2-й подмастерье. Я вам вот что скажу: сгодилась бы любая правда, если бы не личная жизнь человека. Вы, господин прокурор, как только выполните свою работу, так можете поразмышлять о вещах абстрактных, в зависимости от настроения вашего желудка и селезенки, а также всяких там толстых и тонких кишок…
Скурви. Ну, это преувеличение…
2-й подмастерье. Если и да, то небольшое.
Скурви
2-й подмастерье
Скурви
1-й подмастерье. Ага, ага! Попал в «десятку», чтоб мне пусто было! Она сейчас будет здесь, эта садистка с лицом ангелочка и скандальной нравственностью, что твоя маркиза де Бривий. Для нее муки господина прокурора, который, будучи в обществе других девиц, все равно вынужден думать о ней, «недосягаемой» соме – слово «сома» означает совсем не то, что вы думаете, в нем нет ничего плохого, – так вот, для нее эти мучения то же самое, что заглядывание мимоходом в наши мастерские, где мы потеем и задыхаемся от смрада, или в тюрьмы, где гибнут в половом, а вернее, внеполовом отчаянии лучшие самцы, самые выдающиеся представители мужского пола, пребывающие в духовном и телесном распаде…
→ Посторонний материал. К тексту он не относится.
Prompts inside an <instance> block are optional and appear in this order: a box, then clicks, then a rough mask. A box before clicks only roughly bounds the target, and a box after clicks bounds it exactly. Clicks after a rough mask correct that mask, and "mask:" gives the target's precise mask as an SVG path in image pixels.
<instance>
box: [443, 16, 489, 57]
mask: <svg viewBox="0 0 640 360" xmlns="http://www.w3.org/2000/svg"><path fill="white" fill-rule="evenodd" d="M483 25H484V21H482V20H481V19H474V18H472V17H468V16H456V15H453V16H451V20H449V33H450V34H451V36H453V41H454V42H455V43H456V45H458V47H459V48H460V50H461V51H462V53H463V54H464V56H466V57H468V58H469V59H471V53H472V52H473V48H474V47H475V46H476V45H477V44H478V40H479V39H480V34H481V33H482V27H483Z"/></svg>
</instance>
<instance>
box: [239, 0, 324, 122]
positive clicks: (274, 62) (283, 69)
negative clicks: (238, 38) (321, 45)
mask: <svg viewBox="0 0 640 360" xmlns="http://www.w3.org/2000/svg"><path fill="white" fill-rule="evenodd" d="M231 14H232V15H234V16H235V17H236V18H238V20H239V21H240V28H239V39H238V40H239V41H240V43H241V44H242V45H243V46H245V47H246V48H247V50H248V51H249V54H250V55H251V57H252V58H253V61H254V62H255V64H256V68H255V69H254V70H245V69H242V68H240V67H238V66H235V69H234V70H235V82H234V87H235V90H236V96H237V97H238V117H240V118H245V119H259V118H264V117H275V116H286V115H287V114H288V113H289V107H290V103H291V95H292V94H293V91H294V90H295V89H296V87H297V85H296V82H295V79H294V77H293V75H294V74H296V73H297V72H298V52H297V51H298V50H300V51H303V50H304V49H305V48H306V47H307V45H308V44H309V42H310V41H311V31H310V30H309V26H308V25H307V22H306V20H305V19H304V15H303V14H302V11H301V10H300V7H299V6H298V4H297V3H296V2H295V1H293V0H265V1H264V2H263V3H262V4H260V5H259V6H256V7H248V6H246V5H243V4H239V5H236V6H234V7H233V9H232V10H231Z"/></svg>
Скурви. Он ошалел, я просто не могу выносить его безумия – сам начинаю сходить с ума. Я свихнулся, свихнулся!
Саэтан. О, видите, он разложился на элементарные частицы и даже уже не воняет. Попробуйте, господин прокурор, пошить с нами башмаки, вам это пойдет только на пользу – это все-таки лучше, чем вид приговоренных к смерти на рассвете.
Скурви. Вы даже и это знаете, Саэтан?! Саэтан, как же это все ужасно!